The rise is even more puzzling on the back of hefty gains in vehicle prices over the past three months that have boosted the chain price index for consumption and the vehicle component of the consumer price index (CPI). These gains seem to be part of the reason that sales slowed so sharply in December, as lack of pricing power by the Big Three automakers and evaporating profit margins prompted a vehicle inventory liquidation.
This surprising strength in the February vehicle sales figures could cause retail sales to post a respectable 0.4% gain in February -- following a 0.7% January gain -- and the household spending data overall seem to support a 3% growth pace for "real" consumption in the first quarter. Of course, this certainly marks a slowdown from the 5.3% annual gain seen in both 1999 and 2000, but this increase is still remarkably strong if the dreaded "U" shaped recession is believed to be unfolding.
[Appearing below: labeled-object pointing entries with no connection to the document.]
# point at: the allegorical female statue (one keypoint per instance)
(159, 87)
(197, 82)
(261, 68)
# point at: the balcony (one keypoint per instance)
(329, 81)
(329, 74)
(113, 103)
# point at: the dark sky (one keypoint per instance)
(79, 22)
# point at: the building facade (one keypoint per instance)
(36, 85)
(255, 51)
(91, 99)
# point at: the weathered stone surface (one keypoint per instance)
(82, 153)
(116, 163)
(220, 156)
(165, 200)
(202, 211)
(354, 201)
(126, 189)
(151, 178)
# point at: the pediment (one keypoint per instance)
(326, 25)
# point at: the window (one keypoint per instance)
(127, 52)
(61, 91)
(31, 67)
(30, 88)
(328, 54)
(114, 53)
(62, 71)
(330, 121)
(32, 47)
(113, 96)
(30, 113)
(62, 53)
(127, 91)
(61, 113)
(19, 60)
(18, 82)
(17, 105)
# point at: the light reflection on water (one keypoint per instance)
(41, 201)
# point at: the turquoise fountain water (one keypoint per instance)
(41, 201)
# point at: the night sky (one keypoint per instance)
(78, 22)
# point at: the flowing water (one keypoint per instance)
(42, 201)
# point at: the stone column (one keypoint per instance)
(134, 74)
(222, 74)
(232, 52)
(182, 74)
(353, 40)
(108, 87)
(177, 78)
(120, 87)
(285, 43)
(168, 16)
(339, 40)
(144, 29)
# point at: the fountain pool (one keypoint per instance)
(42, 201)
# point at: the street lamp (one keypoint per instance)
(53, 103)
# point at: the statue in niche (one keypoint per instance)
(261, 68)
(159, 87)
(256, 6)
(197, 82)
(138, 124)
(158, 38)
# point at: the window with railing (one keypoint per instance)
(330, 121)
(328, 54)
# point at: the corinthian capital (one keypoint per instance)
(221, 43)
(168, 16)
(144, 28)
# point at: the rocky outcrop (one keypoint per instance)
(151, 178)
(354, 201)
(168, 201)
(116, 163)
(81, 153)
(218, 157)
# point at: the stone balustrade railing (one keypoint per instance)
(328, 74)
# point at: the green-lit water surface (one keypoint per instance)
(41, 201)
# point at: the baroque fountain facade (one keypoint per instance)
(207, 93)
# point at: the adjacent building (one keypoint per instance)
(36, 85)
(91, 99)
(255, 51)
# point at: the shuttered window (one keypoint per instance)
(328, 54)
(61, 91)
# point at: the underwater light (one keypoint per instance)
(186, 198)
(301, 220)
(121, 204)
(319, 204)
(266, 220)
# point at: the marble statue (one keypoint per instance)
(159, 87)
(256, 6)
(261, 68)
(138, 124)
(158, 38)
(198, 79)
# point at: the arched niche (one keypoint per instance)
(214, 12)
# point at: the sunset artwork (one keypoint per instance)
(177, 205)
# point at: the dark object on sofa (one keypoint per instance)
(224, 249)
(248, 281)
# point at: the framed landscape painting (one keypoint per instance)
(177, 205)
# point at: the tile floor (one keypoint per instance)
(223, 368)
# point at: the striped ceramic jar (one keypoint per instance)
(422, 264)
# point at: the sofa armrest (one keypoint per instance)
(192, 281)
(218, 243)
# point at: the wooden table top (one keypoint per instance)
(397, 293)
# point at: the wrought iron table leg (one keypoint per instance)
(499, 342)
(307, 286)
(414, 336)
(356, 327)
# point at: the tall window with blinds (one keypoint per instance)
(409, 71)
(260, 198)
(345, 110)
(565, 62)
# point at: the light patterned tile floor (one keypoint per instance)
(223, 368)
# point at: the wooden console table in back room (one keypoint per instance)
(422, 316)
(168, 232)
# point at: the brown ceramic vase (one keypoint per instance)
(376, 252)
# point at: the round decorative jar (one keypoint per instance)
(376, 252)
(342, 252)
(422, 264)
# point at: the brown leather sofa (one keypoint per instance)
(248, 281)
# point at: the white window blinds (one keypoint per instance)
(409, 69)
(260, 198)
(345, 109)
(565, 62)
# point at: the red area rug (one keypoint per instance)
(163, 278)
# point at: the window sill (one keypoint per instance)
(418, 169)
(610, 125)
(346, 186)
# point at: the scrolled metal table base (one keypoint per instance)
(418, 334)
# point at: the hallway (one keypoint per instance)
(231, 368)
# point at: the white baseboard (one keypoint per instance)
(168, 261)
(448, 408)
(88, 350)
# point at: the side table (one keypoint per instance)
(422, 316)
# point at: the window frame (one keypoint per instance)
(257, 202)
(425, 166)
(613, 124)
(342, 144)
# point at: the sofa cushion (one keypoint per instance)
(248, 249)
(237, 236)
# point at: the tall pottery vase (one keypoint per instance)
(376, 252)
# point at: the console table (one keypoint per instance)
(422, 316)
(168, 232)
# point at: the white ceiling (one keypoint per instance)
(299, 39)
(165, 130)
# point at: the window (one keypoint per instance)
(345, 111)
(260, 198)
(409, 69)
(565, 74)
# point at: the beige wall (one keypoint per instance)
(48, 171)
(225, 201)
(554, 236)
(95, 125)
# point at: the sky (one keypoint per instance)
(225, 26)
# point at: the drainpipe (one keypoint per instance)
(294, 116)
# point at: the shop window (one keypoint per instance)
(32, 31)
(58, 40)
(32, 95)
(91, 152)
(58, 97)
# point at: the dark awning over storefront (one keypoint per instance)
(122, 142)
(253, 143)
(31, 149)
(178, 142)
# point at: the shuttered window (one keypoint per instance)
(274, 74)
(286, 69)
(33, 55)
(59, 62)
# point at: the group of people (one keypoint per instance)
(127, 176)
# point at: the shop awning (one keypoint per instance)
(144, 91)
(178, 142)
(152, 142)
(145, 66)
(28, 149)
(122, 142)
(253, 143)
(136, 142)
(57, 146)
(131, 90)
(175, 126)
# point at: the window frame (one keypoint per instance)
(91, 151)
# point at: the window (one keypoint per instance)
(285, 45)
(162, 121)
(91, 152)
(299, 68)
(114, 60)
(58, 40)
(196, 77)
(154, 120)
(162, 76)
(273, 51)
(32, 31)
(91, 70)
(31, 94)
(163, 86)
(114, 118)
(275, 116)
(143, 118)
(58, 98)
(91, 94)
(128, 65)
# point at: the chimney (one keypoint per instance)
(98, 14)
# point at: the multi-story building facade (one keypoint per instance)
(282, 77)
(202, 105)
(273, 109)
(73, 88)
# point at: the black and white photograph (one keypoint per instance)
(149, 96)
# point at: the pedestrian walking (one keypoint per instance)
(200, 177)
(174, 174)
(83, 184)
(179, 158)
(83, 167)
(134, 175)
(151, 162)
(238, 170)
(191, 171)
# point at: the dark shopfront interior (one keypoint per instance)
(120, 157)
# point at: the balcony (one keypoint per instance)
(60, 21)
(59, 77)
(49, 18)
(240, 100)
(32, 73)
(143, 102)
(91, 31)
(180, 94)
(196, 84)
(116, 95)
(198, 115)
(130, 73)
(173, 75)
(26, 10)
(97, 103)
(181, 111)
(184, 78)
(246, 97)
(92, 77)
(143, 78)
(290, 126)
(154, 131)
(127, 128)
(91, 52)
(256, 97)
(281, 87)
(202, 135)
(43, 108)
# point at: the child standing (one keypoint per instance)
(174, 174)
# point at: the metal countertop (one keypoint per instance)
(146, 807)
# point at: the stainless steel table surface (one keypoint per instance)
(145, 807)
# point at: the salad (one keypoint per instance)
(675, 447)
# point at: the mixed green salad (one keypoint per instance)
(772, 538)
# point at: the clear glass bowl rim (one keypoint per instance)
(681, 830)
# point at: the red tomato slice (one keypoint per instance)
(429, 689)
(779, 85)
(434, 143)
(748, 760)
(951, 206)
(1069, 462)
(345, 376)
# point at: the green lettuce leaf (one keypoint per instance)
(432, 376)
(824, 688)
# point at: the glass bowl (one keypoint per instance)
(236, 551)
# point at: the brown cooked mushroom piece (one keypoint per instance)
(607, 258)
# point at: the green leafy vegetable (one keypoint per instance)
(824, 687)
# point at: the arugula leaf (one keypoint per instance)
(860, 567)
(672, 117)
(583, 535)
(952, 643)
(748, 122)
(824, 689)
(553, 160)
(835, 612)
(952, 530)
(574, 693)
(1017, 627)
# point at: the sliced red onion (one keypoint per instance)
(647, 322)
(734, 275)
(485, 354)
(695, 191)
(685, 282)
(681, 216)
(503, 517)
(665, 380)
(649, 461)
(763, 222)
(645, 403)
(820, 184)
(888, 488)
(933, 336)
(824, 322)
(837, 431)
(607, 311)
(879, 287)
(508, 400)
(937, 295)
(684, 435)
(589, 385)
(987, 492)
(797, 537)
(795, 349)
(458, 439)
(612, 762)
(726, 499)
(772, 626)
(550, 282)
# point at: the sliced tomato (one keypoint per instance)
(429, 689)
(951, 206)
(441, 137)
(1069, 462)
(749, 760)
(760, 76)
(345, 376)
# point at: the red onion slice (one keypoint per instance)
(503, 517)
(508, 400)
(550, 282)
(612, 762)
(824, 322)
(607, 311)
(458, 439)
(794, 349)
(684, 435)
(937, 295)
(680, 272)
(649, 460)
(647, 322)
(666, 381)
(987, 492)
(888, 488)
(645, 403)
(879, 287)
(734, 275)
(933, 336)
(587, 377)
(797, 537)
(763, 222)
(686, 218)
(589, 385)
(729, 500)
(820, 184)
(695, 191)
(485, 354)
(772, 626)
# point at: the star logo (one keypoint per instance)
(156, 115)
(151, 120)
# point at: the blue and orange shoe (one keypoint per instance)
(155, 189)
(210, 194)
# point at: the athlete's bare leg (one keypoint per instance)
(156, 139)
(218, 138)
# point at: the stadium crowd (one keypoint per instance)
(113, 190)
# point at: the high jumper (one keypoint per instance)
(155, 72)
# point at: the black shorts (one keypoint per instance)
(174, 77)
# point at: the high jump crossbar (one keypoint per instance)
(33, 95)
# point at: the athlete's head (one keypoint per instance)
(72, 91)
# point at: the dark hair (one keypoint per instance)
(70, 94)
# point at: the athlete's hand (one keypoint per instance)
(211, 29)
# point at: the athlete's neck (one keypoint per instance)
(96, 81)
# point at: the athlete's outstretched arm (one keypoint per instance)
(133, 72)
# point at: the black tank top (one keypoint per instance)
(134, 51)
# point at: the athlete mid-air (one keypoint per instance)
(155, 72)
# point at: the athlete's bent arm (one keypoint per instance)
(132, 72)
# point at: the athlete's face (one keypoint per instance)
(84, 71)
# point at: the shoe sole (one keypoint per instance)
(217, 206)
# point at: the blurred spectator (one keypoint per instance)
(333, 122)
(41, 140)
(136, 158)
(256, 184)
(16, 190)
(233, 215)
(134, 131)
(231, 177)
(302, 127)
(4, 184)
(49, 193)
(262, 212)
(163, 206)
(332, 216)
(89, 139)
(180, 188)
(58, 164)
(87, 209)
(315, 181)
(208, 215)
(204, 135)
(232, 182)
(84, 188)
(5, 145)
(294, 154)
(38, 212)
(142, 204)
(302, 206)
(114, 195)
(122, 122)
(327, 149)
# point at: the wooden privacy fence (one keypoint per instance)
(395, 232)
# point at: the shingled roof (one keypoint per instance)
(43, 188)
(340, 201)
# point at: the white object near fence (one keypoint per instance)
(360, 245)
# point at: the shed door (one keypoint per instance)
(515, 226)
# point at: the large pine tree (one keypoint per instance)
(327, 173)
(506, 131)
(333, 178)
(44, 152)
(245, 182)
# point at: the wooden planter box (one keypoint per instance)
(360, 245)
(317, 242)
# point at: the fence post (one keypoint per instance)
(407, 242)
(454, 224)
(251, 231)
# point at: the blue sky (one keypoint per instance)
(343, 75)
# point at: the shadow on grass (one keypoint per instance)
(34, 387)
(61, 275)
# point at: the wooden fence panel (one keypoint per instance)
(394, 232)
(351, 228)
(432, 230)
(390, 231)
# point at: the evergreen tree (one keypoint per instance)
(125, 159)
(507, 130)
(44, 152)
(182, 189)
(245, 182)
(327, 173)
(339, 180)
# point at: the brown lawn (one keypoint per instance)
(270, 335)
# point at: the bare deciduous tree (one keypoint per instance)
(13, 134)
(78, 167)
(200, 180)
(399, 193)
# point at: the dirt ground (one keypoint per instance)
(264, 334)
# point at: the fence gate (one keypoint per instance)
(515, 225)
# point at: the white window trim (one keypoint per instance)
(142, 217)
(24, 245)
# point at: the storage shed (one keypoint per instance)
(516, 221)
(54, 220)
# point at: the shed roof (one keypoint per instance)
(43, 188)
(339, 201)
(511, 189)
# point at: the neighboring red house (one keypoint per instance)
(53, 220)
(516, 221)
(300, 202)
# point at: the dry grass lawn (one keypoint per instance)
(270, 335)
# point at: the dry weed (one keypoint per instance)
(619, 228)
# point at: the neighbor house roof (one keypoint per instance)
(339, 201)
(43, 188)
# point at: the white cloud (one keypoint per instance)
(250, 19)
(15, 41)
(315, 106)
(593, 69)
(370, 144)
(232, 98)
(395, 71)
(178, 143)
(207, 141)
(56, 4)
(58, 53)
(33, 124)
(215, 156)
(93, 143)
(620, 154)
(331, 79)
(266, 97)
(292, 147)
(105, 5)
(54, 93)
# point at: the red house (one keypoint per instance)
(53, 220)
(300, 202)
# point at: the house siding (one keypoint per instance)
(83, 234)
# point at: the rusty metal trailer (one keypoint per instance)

The unexpectedly robust sales figures are occurring alongside surprisingly strong data from the construction industry. This sector should post 4%-7% real growth in the first quarter given strength in both the construction spending figures and housing starts. The equipment spending data are also proving surprisingly resilient despite sharp downward revisions in the revenue projections of many equipment producers. As it stands, "real" spending on equipment and software should post only a modest 2% pace of contraction in the first quarter following the 3.5% rate of decline in the fourth quarter of 2000, and the sector appears poised for a 4% growth clip in 2000's second quarter.
The strength in spending early in the first quarter may reflect the strong seasonal pattern developing in the IRS refund data, alongside the reverse shift of individual tax payments toward the April due date and away from the other months of the year. The result is what seems to be a growing tendency for sales to outpace expectations in the first quarter and fall short of forecasts in the second quarter, as was clearly seen last year.
By most projections, refunds are again running ahead of schedule, while April tax payments should prove enormous given the available data on capital gains distributions from mutual funds.
And this explanation underlies our notion that a "dubya" shaped slowdown is a substantial risk. If sales indeed outpace expectations again in February, the risk is in place that the pattern reflects a tax distortion that will be quickly reversed in April and May.